17 Januari 2013

GALAU


Di jaman yang serba cepat ini, dimana semua peristiwa dapat kita ketahui secara langsung pada saat yang berbarengan, dan setiap kejadian itu membuat kita dapat memberikan reaksi dengan segera, ternyata menyembunyikan satu kekosongan besar dalam hidup. Kekosongan yang lahir secara diam-diam, ada tetapi tak terasa. Kecepatan akses setiap hal yang terjadi membuat kita hanya dapat bereaksi secara simultan, datang satu lupa satu. Dan diujungnya berdiri dengan ponggah sesosok mahluk yang nyata tetapi tak nampak: ketak-pedulian apa yang telah lalu. Topik kita hanya berada pada masa kini dan sekarang, sehingga segala sebab menjadi terlupakan dan dilupakan.

Di jaman dimana komunikasi antar manusia berlangsung dengan mudah dan langsung lewat aneka macam perangkat keras yang berada di tangan kita, membuat ketergantungan kita pada peralatan itu menjadi mutlak sehingga kita sering lupa bahwa diri kita sesungguhnya merupakan perangkat yang paling canggih dan tak terkalahkan yang telah dikaruniakan Tuhan sendiri kepada kita. Cobalah membayangkan bagaimana seandainya kita lupa atau kehilangan perangkat keras itu seakan-akan hubungan kita dengan sesama telah putus sama sekali. Padahal, bukankah bersama dan di sekitar kita ada banyak sesama yang mengelilingi kita namun tak kita sadari karena selama ini kita hanya terpaku pada layar kecil di depan kita.

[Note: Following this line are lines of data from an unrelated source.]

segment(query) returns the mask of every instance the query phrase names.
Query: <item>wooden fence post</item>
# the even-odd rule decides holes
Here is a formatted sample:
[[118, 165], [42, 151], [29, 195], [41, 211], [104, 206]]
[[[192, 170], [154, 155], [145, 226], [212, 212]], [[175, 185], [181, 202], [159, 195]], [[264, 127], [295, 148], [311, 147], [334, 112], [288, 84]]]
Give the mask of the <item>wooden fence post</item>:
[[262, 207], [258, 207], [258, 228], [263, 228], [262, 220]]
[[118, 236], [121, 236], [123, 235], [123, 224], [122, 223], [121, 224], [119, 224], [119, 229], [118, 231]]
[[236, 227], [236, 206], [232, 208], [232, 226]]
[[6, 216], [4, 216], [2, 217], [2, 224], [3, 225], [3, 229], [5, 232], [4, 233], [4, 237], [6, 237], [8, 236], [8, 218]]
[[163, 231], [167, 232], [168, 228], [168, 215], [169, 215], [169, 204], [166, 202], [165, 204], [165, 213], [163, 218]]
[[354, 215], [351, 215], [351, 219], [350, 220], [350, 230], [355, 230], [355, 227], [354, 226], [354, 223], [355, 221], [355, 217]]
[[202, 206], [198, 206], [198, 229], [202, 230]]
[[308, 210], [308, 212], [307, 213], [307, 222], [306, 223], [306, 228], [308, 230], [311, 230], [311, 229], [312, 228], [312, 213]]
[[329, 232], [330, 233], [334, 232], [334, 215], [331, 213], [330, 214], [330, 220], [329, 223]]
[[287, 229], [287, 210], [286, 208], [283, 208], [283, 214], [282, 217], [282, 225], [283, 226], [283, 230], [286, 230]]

Jaman memang telah berubah. Penemuan tehnologi sains dan elektronika membuat hidup kita menjadi jauh lebih mudah dan segala yang kita inginkan seakan-akan dapat diraih hanya dengan mengklik sebuah tombol saja. Dan sahabat maupun lawan yang kita punyai semakin banyak dan mudah kita baca dan dengan demikian, mudah pula kita komentari atau bercakap-cakap dengan mereka. Lewat ketikan-ketikan pada tuts yang terkadang sangat kecil, kita merasa betapa kita telah terhubung dengan seluruh kehidupan di muka bumi ini. Namun pada saat ini, kita sering tidak sadar betapa kita telah kehilangan suara kita sendiri. Kita telah menjadi manusia yang berkomunikasi lewat perangkat canggih dan lupa pada karunia percakapan sehari-hari yang penuh keakraban. Kata dan senyum.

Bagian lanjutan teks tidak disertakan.